Akina Mama wa Afrika in partnership with Hivos hosted the #MediaandMeToo webinar from 11:00 AM-1:00 PM EAT on 28 March, 2020. The dialogue was held to assess the prevalence of Sexual Harassment in the media sector and to interrogate media’s documentation and reporting of cases of sexual harassment. The dialogue was also an opportunity to compel journalists, activists and users of online media to rethink and re-imagine the role of media in ensuring that victims of sexual violence receive justice and are not re-traumatized in the process.
After a captivating conversation, which you can watch here and/or read about here, the panelists proposed a list of good practices to take into account when interviewing survivors and while writing stories on sexual violence. They include:
Recommendations for Journalists
- Prepare yourself and your team for what could be a traumatic experience. Show solidarity without getting visibly upset in front of the survivor because the story is about them not you. Process any secondary trauma with the team after the interview.
- When speaking to the survivor, be open about who you are: your background, why you are qualified to report on their story, if you are recording the interview and let them know that you are recording the interview for your own notes and that the recording will not be shared anywhere if that is the case.
- Thank them for taking the time to speak with you and acknowledge the importance of the opportunity for them to speak with you.
- Believe the survivor. Unless you encounter overwhelming evidence to show that the survivor is lying or has reason to, as a feminist journalist you need to go into that interview, believing the survivor.

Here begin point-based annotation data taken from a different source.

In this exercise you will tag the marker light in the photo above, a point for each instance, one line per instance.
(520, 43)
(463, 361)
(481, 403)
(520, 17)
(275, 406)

“As a feminist journalist, you need to go into that interview believing the survivor.” Alice McCool
- Allow them to tell their story at their own pace even though it takes longer or goes off topic. Leave room to take a break, offer them water or any other support and if you have encountered a similar experience and are able to, share in solidarity so they know that they are not alone.
- Weigh carefully when to interject with a question or seek for clarity and how far you can go with your line of questioning.
- Collaborate with women in the interviews for translation, photography etc. because research shows that survivors are more comfortable speaking to women.
- If a survivor has consented to use their name or photograph, you still need to judge if removing their anonymity is the right thing to do. If, for instance, a photograph is inappropriate you can find other ways of visualizing the story.
- Research the wider topic and back it up with reliable data. Contextualizing survivors’ stories makes them harder to dismiss and impossible to ignore.
- Ensure that at least 50% of the people you quote are women.
- Do investigative work for instance going undercover, speaking to lawyers and police, etc.
- It is important to strengthen the agency of the survivors and show their resistance instead of portraying them as passive for example Alice’s story about Kampala’s market women fighting back against sexual harassment.
- Remove yourself from the story and center the voices of survivors.
- Think about terminology. For example, the term ‘defilement’ which is popular in Uganda means, “Making something dirty or impure.” This should not be how children who are survivors of sexual violence are portrayed.
- Do not use overly graphic/over-sexualized language which may give the wrong impression, “Sexual violence is not sex, it is Violence.
- Work with editors to ensure what language should go in the story. Perpetrators have been known to use threats of legal action to silence victims or intimidate journalists from reporting about their abuse as they are often in positions of power so ensure you are protected from any legal action that may arise from the story.
- Share the story with activists, policy makers, influencers and a network of allies so that it can gain traction.
“Is your story inter-sectional? Have you considered the voices of sex workers, women with disabilities, LBTQ women, illiterate women and if you have, how have you represented them? Are we bringing our own biases to this reporting and how are we making sure that the reporting is fair?” Alice McCool
Recommendations for media organizations
- Media houses should include in their risk assessment questions like, “How often does sexual harassment happen to you, in your office or in the field?” Media houses need to be doing risk assessments and finding ways to protect women from sexual harassment without limiting the stories they take on.
- Every media institute should take time a year to audit their content and assess how often they’ve covered the issue of sexual harassment and how, given its prevalence.
- Media houses should ask audiences every year to share meaningful feedback on this kind of content.
- Media houses should curate reactions and feedback online and turn it into useful institutional knowledge that can be used to improve.
- Newsrooms should have women and equality desks focusing on more than lifestyle and health to include more political issues like sexual violence.
- Media houses like all other companies should create systems to handle sexual harassment complaints internally until their logical conclusion instead of handing off these matters to the Public Relations or Human Resources department where they are often overlooked.
Our vision is for media’s representation of cases of Violence against Women and Girls to change for the better. The reporting of an issue as sensitive as sexual violence should be guided by the feminist aspects of recognizing power dynamics, equity and justice, taking into account the critical role that the media plays in transforming societal norms.